The Duo did over 1000 concerts together in 35 states and countries, including a seven week tour in USA and Canada in 1991. They also appear together on at least 19 different albums. Three of the albums were recorded in Champion Jack Dupree’s hometown of  New Orleans, for Rounder Records in 1990 and 1991. One of these CD’s “Forever and Ever”, received the WC Handy Award for the best traditional album in 1991.

When an old blues man like Champion Jack Dupree, choose to work and travel with a young musician, it’s not only for the friendship and the assistance it gives. It’s also because it’s time to pass the heritage to the next generation. That exactly what The Champ did to Kenn, over the years they spend together. Because of this fact, Kenn has received a lot of respect and encouragement from other Afro-American blues artist, such as BB King, Junior Wells, John Lee Hooker and Willie Dixon, over the years. Many blues artists also started using Kenn for concerts and recordings. Artists like Memphis Slim, Luther Allison, Bobby Rush, Louisiana Red, Aron Burton, Lillian Boutté, Bobby Rush and many others, frequently used Kenn Lending and his Blues Band as backing on concerts and recordings. In 1991 he also recorded with the legendary American rock band “The Band” in their studio “Big Pink”. Along with Champion Jack Dupree he is present their 1996 album “High On The Hog”.

Even though Kenn knows his “down home blues”, and respect the heritage he got from Jack Dupree, Kenn Lending Blues Band is known to have a very personal sound. This is evident on their entire 11 album’s, from the first LP “Live” in 1981 – to “Kenn Lending In Concert” in 2017. With all the songs by Kenn Lending, he takes the audience on a trip “from roots to fruits with the blues”. In the music you will find elements from his lifelong love and experience with African-American music. These lyrics are highly personal statements and the high performance of the individual musicians makes all the album’s milestones in the 40 year career in 2020 of the Kenn Lending Blues Band extra ordinary.

Louisiana Red

Iverson Minter aka Louisiana Red (March 23, 1932 – February 25, 2012), known as Louisiana Red, was an American blues guitarist, harmonica player, and singer, who recorded more than 50 albums. He was best known for his song Sweet Blood Call.

Born in Bessemer, Alabama, Minter lost his parents early in life; his mother died of pneumonia shortly after his birth, and his father was lynched by the Ku Klux Klan in 1937.  He was brought up by a series of relatives in various towns and cities.
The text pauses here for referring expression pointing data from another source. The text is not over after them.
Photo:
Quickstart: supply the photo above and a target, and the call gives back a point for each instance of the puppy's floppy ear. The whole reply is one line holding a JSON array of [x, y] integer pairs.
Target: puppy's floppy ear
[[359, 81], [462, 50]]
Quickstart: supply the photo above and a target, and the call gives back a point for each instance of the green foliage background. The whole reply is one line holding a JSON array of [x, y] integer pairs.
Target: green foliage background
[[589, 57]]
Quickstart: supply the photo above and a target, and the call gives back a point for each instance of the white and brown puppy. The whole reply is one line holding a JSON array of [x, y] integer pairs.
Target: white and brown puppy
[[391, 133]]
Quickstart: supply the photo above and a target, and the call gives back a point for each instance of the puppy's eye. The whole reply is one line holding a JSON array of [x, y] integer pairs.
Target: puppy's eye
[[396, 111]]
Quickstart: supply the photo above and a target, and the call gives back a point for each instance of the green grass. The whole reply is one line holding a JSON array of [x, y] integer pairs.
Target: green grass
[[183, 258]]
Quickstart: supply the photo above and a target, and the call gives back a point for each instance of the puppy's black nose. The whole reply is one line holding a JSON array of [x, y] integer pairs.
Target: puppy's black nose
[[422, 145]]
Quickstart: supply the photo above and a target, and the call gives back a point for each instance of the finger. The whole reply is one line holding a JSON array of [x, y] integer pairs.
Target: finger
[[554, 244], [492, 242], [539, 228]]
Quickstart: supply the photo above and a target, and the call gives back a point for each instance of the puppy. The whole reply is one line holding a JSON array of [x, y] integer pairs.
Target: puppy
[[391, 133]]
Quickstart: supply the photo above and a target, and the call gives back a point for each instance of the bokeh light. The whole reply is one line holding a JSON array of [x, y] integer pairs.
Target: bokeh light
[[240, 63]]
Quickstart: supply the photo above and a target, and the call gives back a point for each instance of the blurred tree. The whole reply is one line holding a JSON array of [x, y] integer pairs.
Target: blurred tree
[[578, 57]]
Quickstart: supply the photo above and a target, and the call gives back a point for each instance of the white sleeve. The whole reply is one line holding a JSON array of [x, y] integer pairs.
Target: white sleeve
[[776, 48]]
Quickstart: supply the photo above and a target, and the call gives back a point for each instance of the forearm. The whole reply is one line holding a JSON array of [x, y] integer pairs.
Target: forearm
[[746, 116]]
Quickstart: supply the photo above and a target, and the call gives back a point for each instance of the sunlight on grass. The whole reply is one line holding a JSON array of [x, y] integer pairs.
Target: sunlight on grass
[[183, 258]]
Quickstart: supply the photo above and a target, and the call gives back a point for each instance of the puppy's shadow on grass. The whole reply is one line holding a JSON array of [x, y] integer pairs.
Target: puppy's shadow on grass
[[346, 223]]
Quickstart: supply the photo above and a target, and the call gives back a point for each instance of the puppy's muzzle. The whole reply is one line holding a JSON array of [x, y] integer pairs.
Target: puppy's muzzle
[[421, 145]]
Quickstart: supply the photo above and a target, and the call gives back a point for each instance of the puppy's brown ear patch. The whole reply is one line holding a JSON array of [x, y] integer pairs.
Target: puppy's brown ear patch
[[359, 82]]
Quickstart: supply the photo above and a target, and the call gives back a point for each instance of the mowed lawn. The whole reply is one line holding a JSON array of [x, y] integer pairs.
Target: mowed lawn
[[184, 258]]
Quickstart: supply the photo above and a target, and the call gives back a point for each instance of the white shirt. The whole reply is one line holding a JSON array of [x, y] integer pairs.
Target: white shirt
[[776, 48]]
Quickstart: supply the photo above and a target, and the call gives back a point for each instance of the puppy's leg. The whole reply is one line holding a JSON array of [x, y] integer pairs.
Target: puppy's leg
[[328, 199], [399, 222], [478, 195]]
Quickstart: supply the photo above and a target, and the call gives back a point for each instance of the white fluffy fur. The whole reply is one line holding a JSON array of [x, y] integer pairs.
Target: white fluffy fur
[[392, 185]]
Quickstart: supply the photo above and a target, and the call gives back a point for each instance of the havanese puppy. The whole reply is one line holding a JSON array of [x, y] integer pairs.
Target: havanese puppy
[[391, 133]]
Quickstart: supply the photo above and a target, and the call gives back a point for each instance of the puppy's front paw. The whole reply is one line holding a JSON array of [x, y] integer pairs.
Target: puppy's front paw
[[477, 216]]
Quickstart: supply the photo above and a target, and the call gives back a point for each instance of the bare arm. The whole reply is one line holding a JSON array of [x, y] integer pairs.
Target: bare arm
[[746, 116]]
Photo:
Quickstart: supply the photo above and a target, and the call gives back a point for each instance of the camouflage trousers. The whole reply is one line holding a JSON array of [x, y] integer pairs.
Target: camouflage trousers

Red recorded for Chess in 1949, before joining the Army. He was trained as a parachutist with the 82nd Airborne and was sent to Korea in 1951. The 82nd Airborne was not deployed as a complete unit in Korea, but soldiers from this unit were dispatched as Rangers in the 2nd, 3rd and 7th Infantry Divisions. Minter said he was assigned to the 3rd Infantry Division.

After leaving the Army, he played with John Lee Hooker in Detroit for two years in the late 1950s. He recorded for Checker Records in 1952, billed as Rocky Fuller.

His first album, Lowdown Back Porch Blues, was recorded in New York with Tommy Tucker and released in 1963. His second album, Seventh Son, was released later the same year. Louisiana Red released the single "I'm Too Poor to Die" for the Glover label in 1964. It peaked at number 117 on the Billboard Hot 100 and number 30 on the Cashbox chart. (Billboard did not publish an R&B chart in 1964.)

He maintained a busy recording and performing schedule through the 1960s and 1970s, working in sessions for Chess, Checker, Atlas, Glover, Roulette, L&R and Tomato, amongst others. In 1983 he won a W. C. Handy Award for Best Traditional Blues Male Artist.  He lived in Hanover, Germany, from 1981.

He appeared in the films Rockpalast (1976), Comeback (1982), Ballhaus Barmbek (1988), Red and Blues (2005) and Family Meeting (2008).

In 1994, Louisiana Red fused the blues with the urban Greek music of the bouzouki player Stelios Vamvakaris, on the album Blues Meets Rembetika. He continued to tour, including regular returns to the United States, until his death in 2012. In 2011, Louisiana Red released the album Memphis Mojo, to broad public acclaim. He died in Germany in 2012 when his thyroid imbalance brought on a stroke.